In a 1976 interview conducted by Sofia Imber on their co-hosted program “Buenos Días,” Rangel selected to read an epigraph he had included in the book that epitomizes not only this book, but his general view on truth and falsehoods affecting political and personal rhetoric as developed in his subsequent books and career. Quoting Octavio Paz's The Labyrinth of Solitude he reads: “Lying became almost constitutional in our countries. The moral damage has been incalculable and reached deep into our being; we move easily within falsehood. Therefore, the fight against official and constitutional lying must be at the root of any serious reform in Latin America.” Twelve years later, in 1988, Jean François Revel writing the preface to Rangel’s posthumous book described Rangel as an intellectual always in pursuit of the truth.

==Publication history==
The book was first published in French (1976) at Jean-François Revel's urging. While all other language editions kept the same title, translated, the English editions were retitled The Latin Americans: Their Love-Hate Relationship with the United States. During an event celebrating the 40th anniversary of the book, one of the speakers, Russ Dallen, former owner of the Caracas’ Daily Journal and later publisher of the Latin American Herald Tribune pointed out that this discrepancy, at first had confused him. As a Fellow in Columbia University he had come across The Latin Americans which, to him, was a career transforming book. Later in life, living in Caracas, he said he was surprised to realize that the book that all his new acquaintances were recommending to him to understand his new country of residence was the same one that he had read years ago in college. Years later Carlos J. Rangel, the author’s son, when presenting a new Italian translation of the book at the Bruno Leoni Institute, in Milan in 2023, referred to that incident, suggesting that, while it may have been an editorial decision by the American publisher Helen Wolff, the dual naming reflects the multidimensional reading of the book which Carlos Rangel, the author, seemed to have welcomed.

==Editions==

- 1976 — France (French) Du bon sauvage au bon révolutionnaire, Robert Laffont – Libertés 2000 series, 397 pp.
- 1976 — Venezuela (Spanish) Del buen salvaje al buen revolucionario, Monte Ávila Editores, paperback – 1st Spanish edition (preface by Jean François Revel). This edition had at least eight reprints between 1976 and 1982.
- 1976 — Lisboa, Portugal – Ulisseia released the first Portuguese translation under the title Do bom selvagem ao bom revolucionário, 409 pp.
- 1977 — USA (English) The Latin Americans: Their Love Hate Relationship with the United States, Harcourt Brace Jovanovich (Helen and Kurt Wolff Books imprint) – English translation from the French text. ISBN 0-15148795-2.
- 1980 — Torino, Italy – Edizioni di Comunità published the first Italian edition, Dal buon selvaggio al buon rivoluzionario, 397 pp.
- 1981 — Brasília, Brazil – Editora Universidade de Brasília (UnB) issued a Brazilian Portuguese re-edition (276 pp., tr.

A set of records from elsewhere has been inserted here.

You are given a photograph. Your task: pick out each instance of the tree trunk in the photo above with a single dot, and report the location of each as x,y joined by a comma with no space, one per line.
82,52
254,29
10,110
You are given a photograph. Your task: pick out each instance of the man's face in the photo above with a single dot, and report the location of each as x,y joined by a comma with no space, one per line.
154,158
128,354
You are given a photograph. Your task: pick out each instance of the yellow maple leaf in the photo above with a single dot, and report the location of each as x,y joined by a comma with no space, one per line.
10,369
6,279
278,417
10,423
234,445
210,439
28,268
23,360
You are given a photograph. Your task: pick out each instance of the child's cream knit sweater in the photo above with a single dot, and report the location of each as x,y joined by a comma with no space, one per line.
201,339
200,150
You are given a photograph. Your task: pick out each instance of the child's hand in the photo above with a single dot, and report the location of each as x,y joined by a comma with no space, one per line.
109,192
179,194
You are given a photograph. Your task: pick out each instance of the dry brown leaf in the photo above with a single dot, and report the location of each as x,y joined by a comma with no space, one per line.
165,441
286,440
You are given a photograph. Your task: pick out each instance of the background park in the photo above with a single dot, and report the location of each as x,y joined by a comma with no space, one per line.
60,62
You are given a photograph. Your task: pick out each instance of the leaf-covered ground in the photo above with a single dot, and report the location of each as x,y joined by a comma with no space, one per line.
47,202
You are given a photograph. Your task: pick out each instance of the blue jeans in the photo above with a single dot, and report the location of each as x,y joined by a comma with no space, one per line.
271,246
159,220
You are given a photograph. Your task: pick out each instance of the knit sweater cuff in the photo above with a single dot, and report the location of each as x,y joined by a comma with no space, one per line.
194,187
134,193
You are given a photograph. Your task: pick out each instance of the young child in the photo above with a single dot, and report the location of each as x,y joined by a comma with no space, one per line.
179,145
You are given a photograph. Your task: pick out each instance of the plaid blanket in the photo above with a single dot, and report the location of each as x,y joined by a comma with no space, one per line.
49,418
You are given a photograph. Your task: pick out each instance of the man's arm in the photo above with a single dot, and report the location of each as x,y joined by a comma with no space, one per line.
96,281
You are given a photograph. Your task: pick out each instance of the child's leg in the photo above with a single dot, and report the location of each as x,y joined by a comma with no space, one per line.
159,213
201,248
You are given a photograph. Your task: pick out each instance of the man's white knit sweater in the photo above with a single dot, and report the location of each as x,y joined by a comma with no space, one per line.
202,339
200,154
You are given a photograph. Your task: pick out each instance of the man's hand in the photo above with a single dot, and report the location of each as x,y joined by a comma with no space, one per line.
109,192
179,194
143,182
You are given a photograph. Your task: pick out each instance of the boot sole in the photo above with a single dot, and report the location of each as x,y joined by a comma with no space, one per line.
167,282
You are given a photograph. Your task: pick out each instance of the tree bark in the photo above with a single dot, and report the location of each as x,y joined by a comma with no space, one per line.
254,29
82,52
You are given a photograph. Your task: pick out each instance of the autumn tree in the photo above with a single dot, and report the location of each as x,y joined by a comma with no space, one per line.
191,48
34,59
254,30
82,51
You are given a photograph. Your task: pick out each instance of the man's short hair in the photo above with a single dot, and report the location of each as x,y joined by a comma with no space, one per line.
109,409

B. S. Otero) that circulated widely in São Paulo and Rio.
- 1987 — New York, USA (English, print) The Latin Americans… – Transaction Publishers (Routledge), 2nd edition, 332 pp, ISBN 978-0887386923. Currently available as POD from Taylor Francis / Routledge.

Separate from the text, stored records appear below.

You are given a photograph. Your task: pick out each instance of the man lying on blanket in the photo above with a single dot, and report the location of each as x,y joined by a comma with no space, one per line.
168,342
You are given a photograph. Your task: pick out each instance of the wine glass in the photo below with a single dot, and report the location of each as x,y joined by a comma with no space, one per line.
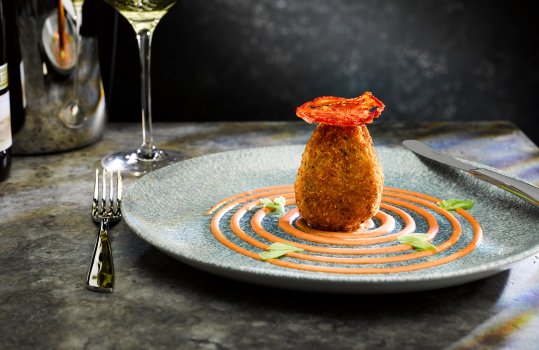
71,114
143,15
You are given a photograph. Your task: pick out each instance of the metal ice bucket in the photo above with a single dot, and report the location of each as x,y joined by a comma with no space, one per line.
49,78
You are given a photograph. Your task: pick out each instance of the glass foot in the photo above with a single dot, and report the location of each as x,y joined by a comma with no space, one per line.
72,115
133,163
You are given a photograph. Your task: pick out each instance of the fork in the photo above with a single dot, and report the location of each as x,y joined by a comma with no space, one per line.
101,272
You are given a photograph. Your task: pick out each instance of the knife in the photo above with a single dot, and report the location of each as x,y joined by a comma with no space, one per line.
522,189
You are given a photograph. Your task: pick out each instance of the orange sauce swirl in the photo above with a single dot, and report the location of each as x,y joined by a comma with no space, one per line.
372,249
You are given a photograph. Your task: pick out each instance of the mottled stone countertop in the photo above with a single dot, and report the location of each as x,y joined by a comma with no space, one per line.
47,237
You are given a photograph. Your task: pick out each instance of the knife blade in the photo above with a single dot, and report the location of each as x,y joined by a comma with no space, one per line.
519,188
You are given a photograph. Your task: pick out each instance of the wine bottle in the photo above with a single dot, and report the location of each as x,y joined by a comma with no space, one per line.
15,65
5,113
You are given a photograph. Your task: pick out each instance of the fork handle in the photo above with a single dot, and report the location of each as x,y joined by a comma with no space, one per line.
101,273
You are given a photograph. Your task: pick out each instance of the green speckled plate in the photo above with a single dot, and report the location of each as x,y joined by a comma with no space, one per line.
167,208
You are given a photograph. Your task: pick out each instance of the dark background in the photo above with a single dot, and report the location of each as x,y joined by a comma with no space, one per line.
259,59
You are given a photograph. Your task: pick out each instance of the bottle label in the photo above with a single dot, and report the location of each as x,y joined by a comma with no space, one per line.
5,122
3,76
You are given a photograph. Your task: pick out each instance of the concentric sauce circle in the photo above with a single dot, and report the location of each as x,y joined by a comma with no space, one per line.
373,249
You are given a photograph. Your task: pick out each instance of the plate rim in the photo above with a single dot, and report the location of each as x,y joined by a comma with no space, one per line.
321,281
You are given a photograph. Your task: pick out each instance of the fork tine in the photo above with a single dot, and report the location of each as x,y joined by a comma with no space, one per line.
119,194
95,202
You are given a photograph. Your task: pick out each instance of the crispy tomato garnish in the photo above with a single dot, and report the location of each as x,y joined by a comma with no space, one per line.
341,111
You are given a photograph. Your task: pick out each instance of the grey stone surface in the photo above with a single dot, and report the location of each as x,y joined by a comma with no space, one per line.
46,239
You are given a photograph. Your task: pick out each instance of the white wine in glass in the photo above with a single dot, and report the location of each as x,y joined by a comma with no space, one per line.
143,15
71,114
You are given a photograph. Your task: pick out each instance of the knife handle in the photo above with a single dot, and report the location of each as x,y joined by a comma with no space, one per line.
525,191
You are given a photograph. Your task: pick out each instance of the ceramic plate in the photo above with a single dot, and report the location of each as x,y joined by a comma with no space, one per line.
167,208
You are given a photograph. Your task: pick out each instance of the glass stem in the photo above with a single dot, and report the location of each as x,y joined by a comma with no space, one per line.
146,150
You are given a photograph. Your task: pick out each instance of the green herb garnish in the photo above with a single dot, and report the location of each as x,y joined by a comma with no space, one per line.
276,206
278,249
454,204
419,241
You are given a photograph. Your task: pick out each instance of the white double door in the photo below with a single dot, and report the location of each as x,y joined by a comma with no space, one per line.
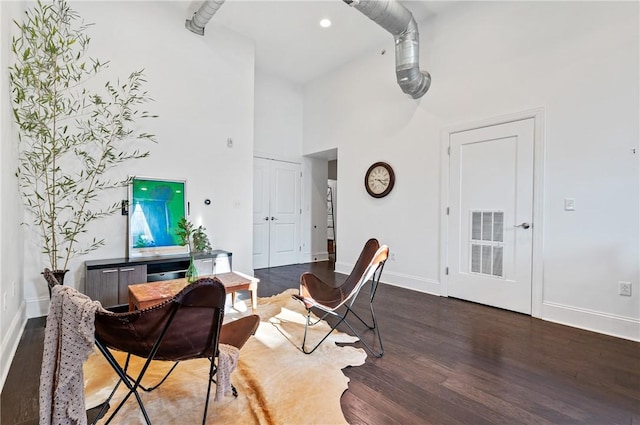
490,218
276,213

- 2005 — Venezuela (Spanish) Pocket edition published by Editorial Criteria (316 pp).
- 2014 — Spain (Spanish) Gota a Gota published a paperback & Kindle edition.
- 2015 — Venezuela (Spanish) Libertaria published a paperback 30th anniversary edition distributed by El Nacional (394 pp).
- 2019 — Brazil (Portuguese) Faro Editorial published a new translation under the name Mitos e Falácias Sobre a América Latina (352 pp.). ISBN 978-85-9581-059-4.
- 2021 — Caracas, Venezuela (Spanish, digital) CEDICE Libertad – digital edition of Del buen salvaje al buen revolucionario (part of Biblioteca Carlos Rangel series). ISBN 978-980-434-013-0
- 2023 — Italy (Italian) Dal buon selvaggio al buon rivoluzionario, IBL Libri – (Kindle & paperback, 473 pp). ISBN 978-88-6440-522-3
- 2023 — Santiago, Chile (Spanish), Fundación para el Progreso, 1st Chilean edition, 461 pp. ISBN 978-956-92253-5-2.